Mathew Huynh · ‎02-27-2014

Hello Danny,

In regards to your spam issue, normally to diagnose why emails are passing the system when you open a case with us; if you could get the actual spam emails where all original headers are available, or to send them to spam@access.ironport.com as submissions where the automated system will review, but in instances where the emails are still passing.

Once the case is opened, provide us the date and time you sent said submissions and we'll escalate it.

A larger sample size is always best as well if you're able to provide.

It is also important to ensure that you also have the message tracking reflecting these emails ready for us to verify the mail flow to ensure it was not bypassing anything and such.

I hope this helps.

Matthew

Mathew Huynh · ‎02-27-2014

Hello Jeff ,
I'm sorry to hear you were having difficulties with opening a service request.
When using the IronPort portal, it is to my understanding that the email address you enter there should be one that is valid in your Cisco CCOID (this should be a Cisco ID you create and use to manager you contracts on the Contract portal)

If the email matches a valid CCOID, the system will do an auto check for contracts as well.

When this fails due to the email used in the portal not matching any CCOID with valid contract, it gets routed to our front-line agents who work on checking entitlement and getting your Cisco ID details.

Once all validated a case will be opened and it is crucial to ensure you remember Cisco ID, Serial number and linked contract for case opening

This is currently the way the system operates from my knowledge.

Bob Fayne · ‎03-05-2014

I would be interested to see what the incoming SBRS score was on some of those messages, assuming that you have it enabled. The symptoms that you describe with some messages passed and some dropped could be due to SBRS scores from different sending IPs.

SBRS has certainly been gamed in the past although it is normally a temporary issue. Once a sender manages to somehow get their SBRS score well into the plus range the act of abusing that usually gets caught in a day or so.

Danny Vu · ‎03-20-2014

Looks like spam is picking up again these last two days. Anyone see an increase in spam email getting in? The only reason I notice this is because i would normally receive 1 maybe 2 spam emails but when they hit 8 or more it seems like there might be an increase overall or an issue with the ESA.

jheadley · ‎03-21-2014

Yes, we are seeing the same issue.
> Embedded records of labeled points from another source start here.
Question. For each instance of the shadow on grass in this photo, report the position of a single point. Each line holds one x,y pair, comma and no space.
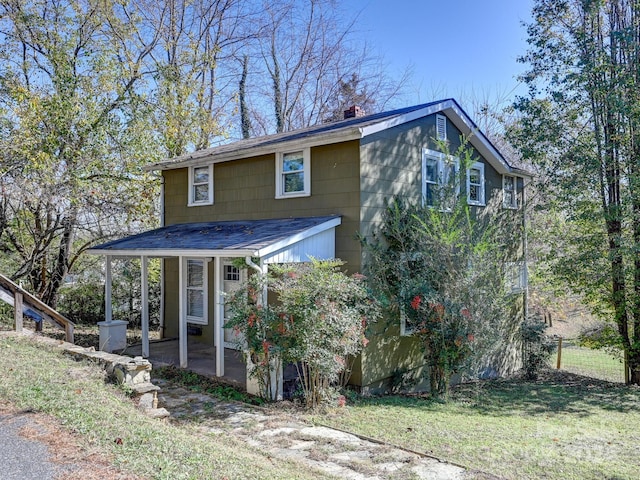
553,392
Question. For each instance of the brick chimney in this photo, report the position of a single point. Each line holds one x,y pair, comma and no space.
354,112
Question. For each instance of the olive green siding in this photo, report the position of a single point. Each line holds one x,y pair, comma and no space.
391,164
245,190
353,179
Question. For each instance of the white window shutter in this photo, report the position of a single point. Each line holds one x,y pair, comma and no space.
441,127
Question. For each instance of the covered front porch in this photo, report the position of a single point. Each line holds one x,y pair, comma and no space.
202,358
200,264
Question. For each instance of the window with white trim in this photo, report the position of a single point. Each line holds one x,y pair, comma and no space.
475,184
509,192
440,182
293,174
196,295
441,127
231,273
201,185
515,276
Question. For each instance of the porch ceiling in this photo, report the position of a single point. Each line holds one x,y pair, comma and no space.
242,238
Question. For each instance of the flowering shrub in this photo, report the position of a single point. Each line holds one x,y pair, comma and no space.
440,272
446,333
317,324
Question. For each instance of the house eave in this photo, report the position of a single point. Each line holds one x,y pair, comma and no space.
203,157
168,253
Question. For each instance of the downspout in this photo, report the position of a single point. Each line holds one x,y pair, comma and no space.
261,269
161,327
525,250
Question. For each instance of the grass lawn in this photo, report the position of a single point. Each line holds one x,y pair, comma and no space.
36,378
592,363
561,427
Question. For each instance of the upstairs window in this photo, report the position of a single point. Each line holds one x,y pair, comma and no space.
440,183
293,174
475,184
201,185
509,192
516,277
441,127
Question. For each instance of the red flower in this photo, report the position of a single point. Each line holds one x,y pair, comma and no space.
415,303
265,347
438,308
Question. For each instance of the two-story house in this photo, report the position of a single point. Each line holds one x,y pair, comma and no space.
285,197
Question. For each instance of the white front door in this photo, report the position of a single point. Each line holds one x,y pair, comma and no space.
232,280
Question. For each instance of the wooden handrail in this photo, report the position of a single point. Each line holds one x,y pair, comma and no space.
38,304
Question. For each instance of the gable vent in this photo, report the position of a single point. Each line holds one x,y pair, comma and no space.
441,127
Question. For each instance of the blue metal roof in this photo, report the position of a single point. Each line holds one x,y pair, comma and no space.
239,236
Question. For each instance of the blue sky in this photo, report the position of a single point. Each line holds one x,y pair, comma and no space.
457,48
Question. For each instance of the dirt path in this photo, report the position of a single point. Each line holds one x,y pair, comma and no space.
35,446
282,435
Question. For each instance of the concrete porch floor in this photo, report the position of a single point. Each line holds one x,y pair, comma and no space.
201,359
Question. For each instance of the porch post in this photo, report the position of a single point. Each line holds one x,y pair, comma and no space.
218,317
108,315
144,287
182,313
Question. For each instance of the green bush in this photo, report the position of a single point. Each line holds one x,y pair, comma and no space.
317,324
537,347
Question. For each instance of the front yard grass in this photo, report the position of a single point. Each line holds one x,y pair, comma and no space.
563,426
35,378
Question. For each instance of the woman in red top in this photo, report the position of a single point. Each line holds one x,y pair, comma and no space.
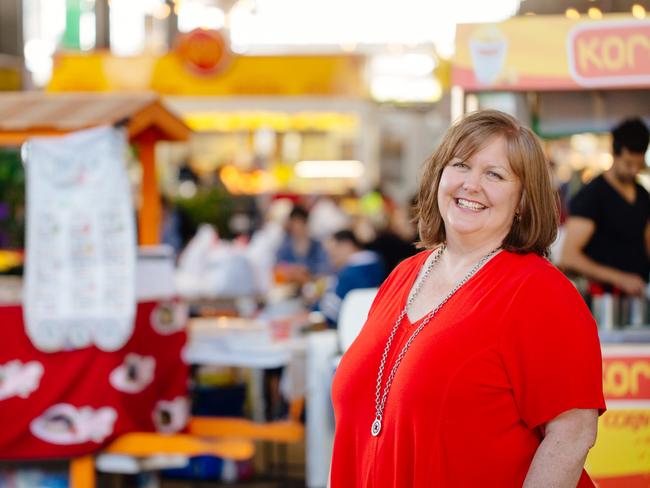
479,364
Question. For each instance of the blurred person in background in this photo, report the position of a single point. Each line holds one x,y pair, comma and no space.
479,363
607,233
395,237
355,266
300,256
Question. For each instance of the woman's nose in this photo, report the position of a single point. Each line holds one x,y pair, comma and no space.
472,181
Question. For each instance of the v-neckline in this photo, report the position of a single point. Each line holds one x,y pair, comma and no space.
406,320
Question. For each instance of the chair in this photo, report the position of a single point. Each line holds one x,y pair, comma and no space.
142,445
353,314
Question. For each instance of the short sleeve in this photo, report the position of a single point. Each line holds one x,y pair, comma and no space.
585,203
550,350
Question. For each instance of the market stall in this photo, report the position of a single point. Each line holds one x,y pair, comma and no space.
572,80
70,398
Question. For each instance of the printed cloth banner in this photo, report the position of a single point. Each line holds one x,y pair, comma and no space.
70,403
81,249
553,53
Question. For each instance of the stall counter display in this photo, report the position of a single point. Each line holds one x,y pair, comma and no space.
71,403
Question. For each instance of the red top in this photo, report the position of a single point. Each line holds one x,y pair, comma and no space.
512,349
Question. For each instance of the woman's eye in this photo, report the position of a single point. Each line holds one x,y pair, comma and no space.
494,175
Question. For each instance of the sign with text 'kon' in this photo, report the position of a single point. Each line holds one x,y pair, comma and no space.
553,53
610,53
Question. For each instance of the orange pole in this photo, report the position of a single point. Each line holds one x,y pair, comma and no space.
150,207
82,472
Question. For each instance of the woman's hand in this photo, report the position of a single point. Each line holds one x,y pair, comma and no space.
561,456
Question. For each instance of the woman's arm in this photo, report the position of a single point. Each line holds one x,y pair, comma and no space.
561,456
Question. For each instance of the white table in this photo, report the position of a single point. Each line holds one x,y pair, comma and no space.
246,343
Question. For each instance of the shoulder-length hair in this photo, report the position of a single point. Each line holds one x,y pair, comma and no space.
535,227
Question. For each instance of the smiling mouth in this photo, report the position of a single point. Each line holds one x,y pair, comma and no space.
468,204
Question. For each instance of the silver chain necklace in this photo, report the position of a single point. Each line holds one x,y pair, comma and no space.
380,399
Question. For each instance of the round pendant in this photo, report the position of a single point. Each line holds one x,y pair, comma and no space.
376,428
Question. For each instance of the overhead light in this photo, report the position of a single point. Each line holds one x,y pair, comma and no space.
572,14
594,13
162,11
638,11
329,169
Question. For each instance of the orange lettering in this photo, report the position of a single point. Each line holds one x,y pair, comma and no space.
632,43
616,379
638,369
587,53
613,52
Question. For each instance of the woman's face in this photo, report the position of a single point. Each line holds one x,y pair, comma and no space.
478,197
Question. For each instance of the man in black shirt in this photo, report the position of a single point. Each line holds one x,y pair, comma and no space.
607,232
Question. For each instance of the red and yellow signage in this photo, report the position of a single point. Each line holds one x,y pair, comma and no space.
627,378
621,456
553,53
327,75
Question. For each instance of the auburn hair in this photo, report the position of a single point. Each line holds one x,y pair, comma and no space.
535,227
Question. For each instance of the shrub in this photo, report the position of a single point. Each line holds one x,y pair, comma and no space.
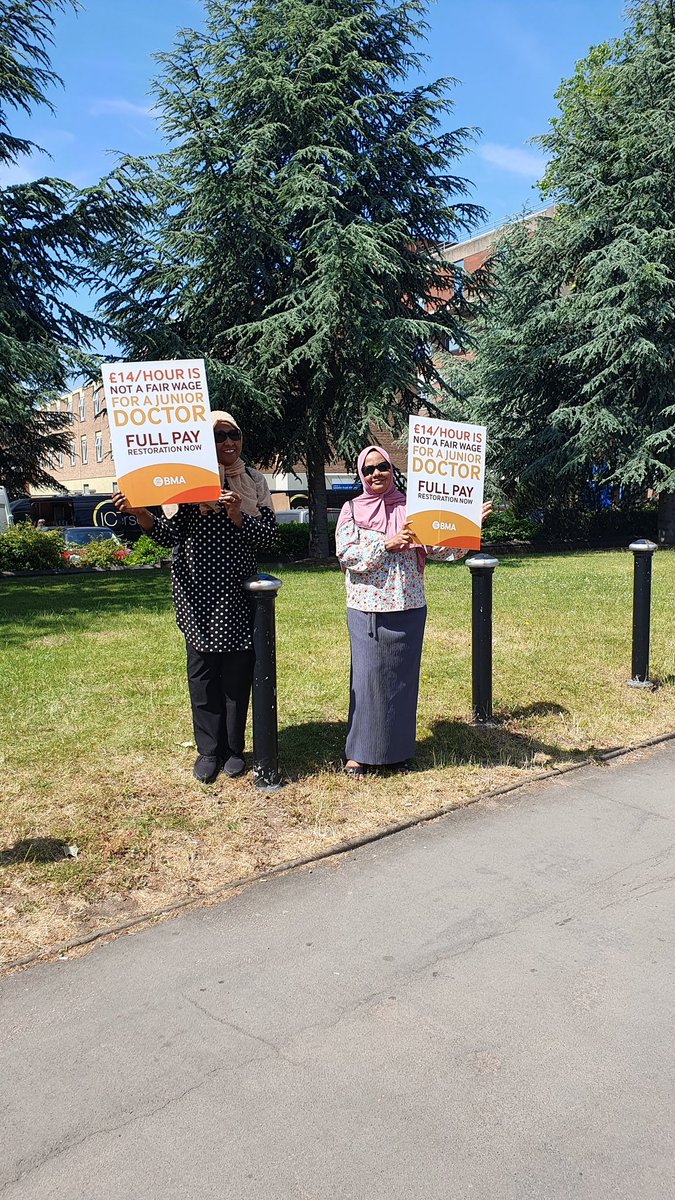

I opened a case yesterday (20 March 2014) and the suggestion was to manually force an update through the CLI using antispamupdate ironport force

The engineer said that our antispam engine was out of date (3 March 2014) so I did the update first thing this morning. Well after the update we still received spam related to heartburn which we have been seeing over the past few days.

I also asked why the engine was not updating automatically and here is the response:

"Depending on email volume it can be delayed on posting the correct date. Mail flow takes priority and these will always process ahead everything else.

So to be sure we are addressing the latest spam offenders, you should force the update to run as priority plus it will install a fresh copy of the entire engine."